Safety Repairs to Lair Building Entering Final Stage

By Jeremy Coumbes on March 31, 2022 at 11:32am

Work will soon resume on a downtown Jacksonville building that suffered a collapse last year.

The City of Jacksonville has been on the hook for repairs to make the Lair Building safe since a portion of the roof collapsed overnight in mid-October. The rear portion of the building that faced North West Street had to be torn down completely after engineers found the structure was not safe due to the buildings around it.

Community Development Director Brian Nyberg says the city will soon begin the final stage of making the rest of the structure safe. On Monday the City Council accepted a bid from building contractor Neff-Colvin to complete the remaining work. Nyberg says the city has been working with Neff-Colvin since not long after the collapse.

“This last part of it will be buttoning up or closing those holes into the basement.

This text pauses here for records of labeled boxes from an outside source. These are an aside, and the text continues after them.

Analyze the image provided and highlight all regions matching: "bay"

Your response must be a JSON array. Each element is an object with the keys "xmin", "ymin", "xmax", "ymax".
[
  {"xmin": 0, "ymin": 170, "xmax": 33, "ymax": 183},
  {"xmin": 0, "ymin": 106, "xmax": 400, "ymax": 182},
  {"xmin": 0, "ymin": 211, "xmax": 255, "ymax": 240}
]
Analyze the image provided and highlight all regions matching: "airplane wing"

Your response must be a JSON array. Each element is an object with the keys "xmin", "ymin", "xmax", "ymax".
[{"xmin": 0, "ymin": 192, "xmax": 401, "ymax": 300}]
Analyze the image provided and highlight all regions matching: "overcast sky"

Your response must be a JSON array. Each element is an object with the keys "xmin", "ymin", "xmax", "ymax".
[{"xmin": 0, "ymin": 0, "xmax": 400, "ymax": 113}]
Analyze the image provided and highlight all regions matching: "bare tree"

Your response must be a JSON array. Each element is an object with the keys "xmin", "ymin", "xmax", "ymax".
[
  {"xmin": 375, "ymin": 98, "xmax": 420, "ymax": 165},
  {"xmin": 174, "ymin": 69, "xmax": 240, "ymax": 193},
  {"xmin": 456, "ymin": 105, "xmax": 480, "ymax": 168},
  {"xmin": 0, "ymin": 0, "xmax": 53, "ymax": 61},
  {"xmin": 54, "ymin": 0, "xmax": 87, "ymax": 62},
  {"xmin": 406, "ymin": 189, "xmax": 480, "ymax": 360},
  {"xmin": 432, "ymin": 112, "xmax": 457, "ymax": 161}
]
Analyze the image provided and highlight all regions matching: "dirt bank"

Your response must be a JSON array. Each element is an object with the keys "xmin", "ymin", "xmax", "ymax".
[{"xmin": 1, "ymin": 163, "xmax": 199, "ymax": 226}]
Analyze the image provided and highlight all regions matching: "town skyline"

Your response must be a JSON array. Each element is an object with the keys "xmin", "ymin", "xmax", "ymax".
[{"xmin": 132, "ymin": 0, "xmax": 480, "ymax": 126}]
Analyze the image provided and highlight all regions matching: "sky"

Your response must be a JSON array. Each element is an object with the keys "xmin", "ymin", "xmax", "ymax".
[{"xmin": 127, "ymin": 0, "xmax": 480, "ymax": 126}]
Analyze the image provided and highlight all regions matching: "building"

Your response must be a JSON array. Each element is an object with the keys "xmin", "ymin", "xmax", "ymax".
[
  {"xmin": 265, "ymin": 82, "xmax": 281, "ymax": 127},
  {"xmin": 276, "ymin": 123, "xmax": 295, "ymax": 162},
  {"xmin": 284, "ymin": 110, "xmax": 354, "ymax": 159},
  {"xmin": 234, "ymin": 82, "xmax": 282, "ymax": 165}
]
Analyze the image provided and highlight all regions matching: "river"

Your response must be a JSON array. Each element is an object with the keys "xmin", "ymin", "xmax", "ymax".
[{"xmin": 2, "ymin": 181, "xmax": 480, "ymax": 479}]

Waterproofing the basement so we don’t get any problems from the basement of the Lair Building, and then pouring a footing and a block wall just below the fill line. So hopefully when somebody wants to do something with this building that block wall will be ready to go up the rest of the way.

Because you don’t really want to do anything [more] not knowing where the openings are going to be if there’s going to be windows if there’s going to be stair openings so we don’t want to do that. We want to wait until somebody has a plan for it. But this will be the last portion to get that building hopefully into productive use.”

The area where the smaller portion of the Lair Building was torn down will see the area filled in where the basement used to be. Nyberg says the area could be used for anything from green space to parking or even a garage.

Nyberg says he sees good things being possible for the Lair going forward, but right now it still has an uncertain future.

“We want to leave those options open for the best fit for the building. Which right now the same owners own that building. That is in litigation. We don’t know what’s going to happen really, hopefully, something good.

My vision with that is I saw so much potential and opportunity that as city officials, or custodians of the city, it’s our job to save that historic building, and I think we have. We’ve had a structural assessment of the building from Benton and Associates, and the building is structurally sound. But it needs a new roof, it needs new windows, and it needs somebody who wants to do something good with the building.”

Nyberg says depending on what kind of a plan someone would have for the Lair Building going forward, some TIF monies could possibly be available to help offset some of the future renovation costs.

In October, Nyberg said the city would be forced to place a lien on the rear portion of the property after the owners told city officials they were “financially unable to make the property a non-hazard”.

The owners reportedly did sign a consent to demolition after the building was deemed unsafe due to the danger of a secondary collapse at the time.

Nyberg could not comment on the current status of the litigation between the city and the building owners during our recent interview.